Upper Arlington's Barrington Elementary School students learned about childhood hunger during "Habitat Day: Caring for People in our Community."
They also learned how hard it can be for low-income families to plan healthy meals.
The students recently donated more than 50 boxes of food to the Mid-Ohio Foodbank after collecting 833 pounds of food and supplies as part of the Habitat Day project.
The sixth annual Habitat Day was held Oct. 25. Teacher Katie Benton said the day is a culmination of a community service effort.
"Six years ago, we began having Habitat Day at Barrington to help students learn more about nature and the environment in an effort to support and enhance our on-site garden and wildlife habitat," she said. "Every year, we have different themes, from animal habitats to recycling, to helping others in need. This year was 'caring for our community'."
Benton said last year had the same overarching theme, with all students touring the YWCA Family Center, then working throughout the year to support the cause.

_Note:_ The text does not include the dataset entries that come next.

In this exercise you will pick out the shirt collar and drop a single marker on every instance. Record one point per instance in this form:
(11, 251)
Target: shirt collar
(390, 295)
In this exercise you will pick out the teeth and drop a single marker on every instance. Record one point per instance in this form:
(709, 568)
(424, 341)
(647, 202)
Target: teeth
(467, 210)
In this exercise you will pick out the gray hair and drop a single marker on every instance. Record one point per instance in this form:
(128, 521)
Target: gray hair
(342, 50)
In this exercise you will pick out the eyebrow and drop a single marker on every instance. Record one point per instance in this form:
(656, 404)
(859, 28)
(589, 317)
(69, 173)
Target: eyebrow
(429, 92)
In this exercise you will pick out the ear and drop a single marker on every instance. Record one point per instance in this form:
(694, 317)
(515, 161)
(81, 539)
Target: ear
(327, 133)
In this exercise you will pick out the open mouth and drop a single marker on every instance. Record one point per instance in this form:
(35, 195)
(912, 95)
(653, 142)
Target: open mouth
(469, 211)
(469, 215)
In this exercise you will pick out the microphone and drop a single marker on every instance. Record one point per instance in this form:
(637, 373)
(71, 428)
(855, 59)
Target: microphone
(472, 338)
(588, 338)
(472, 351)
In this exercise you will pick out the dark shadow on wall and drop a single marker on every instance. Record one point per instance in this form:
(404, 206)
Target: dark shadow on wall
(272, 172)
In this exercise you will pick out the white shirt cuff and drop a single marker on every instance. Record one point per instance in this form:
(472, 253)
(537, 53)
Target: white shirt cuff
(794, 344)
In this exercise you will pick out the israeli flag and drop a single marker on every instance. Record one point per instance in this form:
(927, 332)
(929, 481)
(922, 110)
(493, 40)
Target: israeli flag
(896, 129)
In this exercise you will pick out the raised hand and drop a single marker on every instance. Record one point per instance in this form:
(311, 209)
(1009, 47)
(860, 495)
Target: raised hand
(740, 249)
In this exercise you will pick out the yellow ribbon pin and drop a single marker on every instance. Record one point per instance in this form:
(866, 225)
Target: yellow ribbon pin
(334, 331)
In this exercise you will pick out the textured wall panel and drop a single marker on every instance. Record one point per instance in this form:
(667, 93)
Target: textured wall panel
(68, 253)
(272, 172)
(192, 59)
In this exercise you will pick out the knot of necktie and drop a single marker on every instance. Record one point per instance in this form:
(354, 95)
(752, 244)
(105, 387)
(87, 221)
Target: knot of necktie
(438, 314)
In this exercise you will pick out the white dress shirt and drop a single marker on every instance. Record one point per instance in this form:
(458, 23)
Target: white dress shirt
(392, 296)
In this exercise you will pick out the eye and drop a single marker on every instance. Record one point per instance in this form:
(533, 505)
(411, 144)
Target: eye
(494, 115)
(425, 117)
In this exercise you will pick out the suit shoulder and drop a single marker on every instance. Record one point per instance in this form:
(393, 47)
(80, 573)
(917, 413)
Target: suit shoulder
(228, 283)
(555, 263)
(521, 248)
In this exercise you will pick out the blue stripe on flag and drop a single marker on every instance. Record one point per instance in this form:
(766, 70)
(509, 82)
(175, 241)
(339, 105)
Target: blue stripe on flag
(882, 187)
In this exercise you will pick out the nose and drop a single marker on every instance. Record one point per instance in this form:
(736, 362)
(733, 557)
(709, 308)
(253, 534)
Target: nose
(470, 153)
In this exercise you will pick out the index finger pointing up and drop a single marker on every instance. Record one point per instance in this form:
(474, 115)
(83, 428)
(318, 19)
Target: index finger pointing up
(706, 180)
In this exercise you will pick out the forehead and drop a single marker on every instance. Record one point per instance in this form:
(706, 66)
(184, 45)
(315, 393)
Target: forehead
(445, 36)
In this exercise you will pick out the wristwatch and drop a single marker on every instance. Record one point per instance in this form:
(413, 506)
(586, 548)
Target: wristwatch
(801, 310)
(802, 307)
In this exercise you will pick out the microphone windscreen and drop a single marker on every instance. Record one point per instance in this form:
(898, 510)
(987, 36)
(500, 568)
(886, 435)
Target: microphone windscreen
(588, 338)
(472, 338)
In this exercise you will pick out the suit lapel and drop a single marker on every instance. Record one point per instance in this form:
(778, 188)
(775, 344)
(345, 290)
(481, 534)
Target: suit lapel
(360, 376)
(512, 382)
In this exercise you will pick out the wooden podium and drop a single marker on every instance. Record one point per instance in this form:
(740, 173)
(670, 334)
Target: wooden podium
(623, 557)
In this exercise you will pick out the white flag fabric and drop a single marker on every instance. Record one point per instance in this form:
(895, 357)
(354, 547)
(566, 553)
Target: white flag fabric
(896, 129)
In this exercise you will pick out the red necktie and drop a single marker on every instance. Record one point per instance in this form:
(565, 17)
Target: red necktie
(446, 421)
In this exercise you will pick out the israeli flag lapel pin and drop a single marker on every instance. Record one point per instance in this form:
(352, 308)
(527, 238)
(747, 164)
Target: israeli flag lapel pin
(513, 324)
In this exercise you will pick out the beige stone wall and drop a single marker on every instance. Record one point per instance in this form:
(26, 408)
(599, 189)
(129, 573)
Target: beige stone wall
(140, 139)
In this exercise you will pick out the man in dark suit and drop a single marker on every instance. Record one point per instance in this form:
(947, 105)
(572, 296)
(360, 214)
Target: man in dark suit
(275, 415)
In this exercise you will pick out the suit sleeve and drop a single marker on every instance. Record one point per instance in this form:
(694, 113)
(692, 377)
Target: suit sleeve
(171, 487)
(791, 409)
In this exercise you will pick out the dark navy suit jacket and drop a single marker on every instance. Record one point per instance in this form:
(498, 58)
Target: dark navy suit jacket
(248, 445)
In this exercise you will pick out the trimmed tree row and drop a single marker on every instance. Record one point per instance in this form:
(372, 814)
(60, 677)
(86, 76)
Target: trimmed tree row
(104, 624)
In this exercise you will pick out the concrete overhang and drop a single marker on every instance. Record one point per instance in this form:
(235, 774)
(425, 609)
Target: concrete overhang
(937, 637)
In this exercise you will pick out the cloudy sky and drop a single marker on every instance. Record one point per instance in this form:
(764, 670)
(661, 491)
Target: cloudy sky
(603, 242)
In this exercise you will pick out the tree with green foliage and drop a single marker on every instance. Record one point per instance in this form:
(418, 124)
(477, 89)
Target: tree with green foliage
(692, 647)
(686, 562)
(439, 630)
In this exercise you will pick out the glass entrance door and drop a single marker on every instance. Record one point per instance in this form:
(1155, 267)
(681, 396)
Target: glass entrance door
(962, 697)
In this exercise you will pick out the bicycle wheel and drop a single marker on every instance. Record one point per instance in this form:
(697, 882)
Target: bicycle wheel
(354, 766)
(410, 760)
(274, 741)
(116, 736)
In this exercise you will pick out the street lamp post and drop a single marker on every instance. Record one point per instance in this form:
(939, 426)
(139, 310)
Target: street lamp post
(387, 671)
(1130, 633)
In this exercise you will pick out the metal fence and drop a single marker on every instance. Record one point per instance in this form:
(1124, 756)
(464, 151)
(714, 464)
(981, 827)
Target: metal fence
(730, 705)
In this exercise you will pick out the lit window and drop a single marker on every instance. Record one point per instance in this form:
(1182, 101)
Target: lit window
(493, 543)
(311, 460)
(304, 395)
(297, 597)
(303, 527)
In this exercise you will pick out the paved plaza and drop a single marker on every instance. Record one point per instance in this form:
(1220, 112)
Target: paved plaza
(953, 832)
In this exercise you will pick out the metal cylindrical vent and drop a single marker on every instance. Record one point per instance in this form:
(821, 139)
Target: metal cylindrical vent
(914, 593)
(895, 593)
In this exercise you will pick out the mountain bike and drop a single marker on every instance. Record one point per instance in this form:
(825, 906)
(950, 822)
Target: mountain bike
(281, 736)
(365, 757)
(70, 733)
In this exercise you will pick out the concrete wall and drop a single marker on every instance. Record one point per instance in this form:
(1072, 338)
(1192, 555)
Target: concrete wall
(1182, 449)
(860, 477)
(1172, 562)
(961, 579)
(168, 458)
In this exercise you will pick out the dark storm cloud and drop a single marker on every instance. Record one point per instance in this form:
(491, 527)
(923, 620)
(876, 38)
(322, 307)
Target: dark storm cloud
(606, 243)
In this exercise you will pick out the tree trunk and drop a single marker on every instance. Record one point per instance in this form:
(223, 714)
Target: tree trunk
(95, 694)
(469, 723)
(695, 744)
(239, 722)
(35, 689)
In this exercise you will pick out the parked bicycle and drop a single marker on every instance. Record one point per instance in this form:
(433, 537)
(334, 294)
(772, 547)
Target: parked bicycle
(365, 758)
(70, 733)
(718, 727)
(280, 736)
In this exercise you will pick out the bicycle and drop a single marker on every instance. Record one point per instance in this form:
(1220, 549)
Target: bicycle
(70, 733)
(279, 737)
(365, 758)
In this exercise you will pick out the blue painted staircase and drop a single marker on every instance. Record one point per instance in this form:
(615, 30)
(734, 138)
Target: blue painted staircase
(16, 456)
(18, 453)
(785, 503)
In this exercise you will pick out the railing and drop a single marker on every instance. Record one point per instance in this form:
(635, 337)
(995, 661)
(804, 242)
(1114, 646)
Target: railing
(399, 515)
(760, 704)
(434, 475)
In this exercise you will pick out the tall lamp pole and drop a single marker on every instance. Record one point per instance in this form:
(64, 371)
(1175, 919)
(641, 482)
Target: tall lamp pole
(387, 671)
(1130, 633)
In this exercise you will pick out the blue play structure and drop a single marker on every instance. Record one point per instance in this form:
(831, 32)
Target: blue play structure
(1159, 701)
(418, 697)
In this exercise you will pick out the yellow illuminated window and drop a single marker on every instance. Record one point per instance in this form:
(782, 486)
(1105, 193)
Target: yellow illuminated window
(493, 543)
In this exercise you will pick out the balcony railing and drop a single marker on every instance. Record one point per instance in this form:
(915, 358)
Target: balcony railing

"This year, we extended that theme and all students in kindergarten through fifth grade toured the Mid-Ohio Foodbank," she said. "Three of our Habitat Day sessions related to our visit there -- one on healthy eating, one that was a budget shopping stimulation and one that had kids collect and pack boxes for families to be distributed by Mid-Ohio."
Benton said Barrington has both contemporary and informal groups of students. She said informal teachers share teaching philosophies and base lessons on progressive education practices.
She said students learned about healthy eating by trying nine different vegetables through Veggie U, a national organization that provides classroom garden kits, including popcorn shoots, mixed carrots and pea tendrils.
"They also went through a budget shopping simulation, using grocery ads to shop for meals for a family with an allowance of only $4 per person per day, the amount given if one is getting government assistance," she said.
"We learned how difficult it is to shop on a tight budget, as many people have to do," said Sydney Barrett, 8. "We had to buy foods like hot dogs and mac and cheese. We couldn't afford many healthy items and the meals weren't always balanced."
Josh Owens, 10, said participating in Habitat Day is important "because we learn things at school and also help people in our community."
Lilly Loudon, 9, said she learned to be grateful for her own life.
"I learned how hunger feels and how hard it is," she said. "It is important to be grateful for what we have, as some people don't have enough food to meet basic needs."
Benton said students attended a music and movement workshop with music teacher Debbie Gibson, who created songs with students that focused on the environment and the school garden.
"Different grade levels wrote different verses of the song that were combined into one final product," she said. "The students also did large group movements and dancing to music."
"A student T-shirt design contest raised $400 for the upkeep and expansion of the Barrington Garden and Habitat," Benton said. "The winning logo was 'Leave Your Pawprint on the Earth.'
"In the past few years, we have donated money to build a shed, install raised beds for the garden and to purchase a bench for the habitat area," she said. "These new funds will allow us to continue and expand."
Assistant Principal Carla Wilson said the program gives students an "authentic learning experience."
"It allows students the chance to utilize 21st-century learning skills, including collaboration, critical thinking and problem-solving in order to gain a deeper understanding of the community," she said.
Principal Jason Fine said Habitat Day provides "a great opportunity for our students and teachers to leave their paw prints on the Earth by giving back to our larger community."
"This day exemplifies the Barrington motto of working hard and being kind," he said. "I am proud of Barrington students and teachers for paying it forward."